In this segment I am joined by June Taylor. She has been a stepmom for over 25 years and is a licensed psychotherapist and stepfamily coach. In other words, she has no clue what she is talking about. Ha! Quite conversely, this woman is basically a guru for stepmoms. And when I asked her what she wanted to discuss during her time here at Nacho Mom headquarters (aka mi casa), she insisted that we discuss what is called the stuck inside/outsider position.
I had never heard of it but she explained it like this:
"This core challenge starts early in the relationship and weaves itself all the way
through ( in a less intense way) even in mature, long established stepfamilies.
(weddings, graduations, funerals, etc). As soon as the stepchild walks in the room or
interrupt the conversation, a good parent turns to the child. At this point, the
stepparent is the outsider. This happens over and over in stepfamily structure."
Sure I had never heard of the clinical name of this phenomenon but man am I well versed in it! It was such a relief to finally have a name for this weird feeling of exclusion I've felt countless times within my family. Thankfully June not only enlightens us about this challenge almost all stepmoms face at one pont or another in their stepmom career, but she also tells us some strategies to help cope:
Healthy Coping Strategies:
- Normalize the situation. Feeling like the outsider at times is something that just comes with the stepmom territory. Don't feel guilty or ashamed about it.
- Carve out quality one on one time for each relationship within the family structure. Step couple time, Bio parent with children time, and stepparent with children time.
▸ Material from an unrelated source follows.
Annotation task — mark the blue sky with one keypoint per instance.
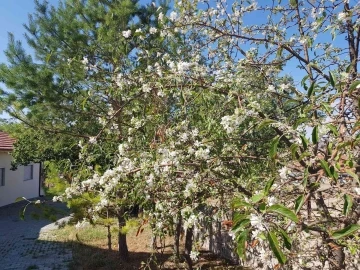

- As the stepmom, shift from the outsider position to the insider position by choosing activities that are your specialty so you can "show" the family. For example, if you love to paint, take the family for a painting lesson where you are the expert.
- Make some time for yourslef. Dont feel guilty of taking some time to retereat to your own space and disconnecting for a bit. Everyone needs to recharge!
The last point June and I felt the need to discuss was the importance of good interpersonal communication skills. Regardless of what challenge you and your spouse face, being able to communicate with each other effectively is key. June suggests not agreeing, but rather empathizing. Try putting yourself in your partener's shoes and vice versa. Practicing empathy will not only help you get through the insider/outsider challenge, but also any other challenge that comes your way.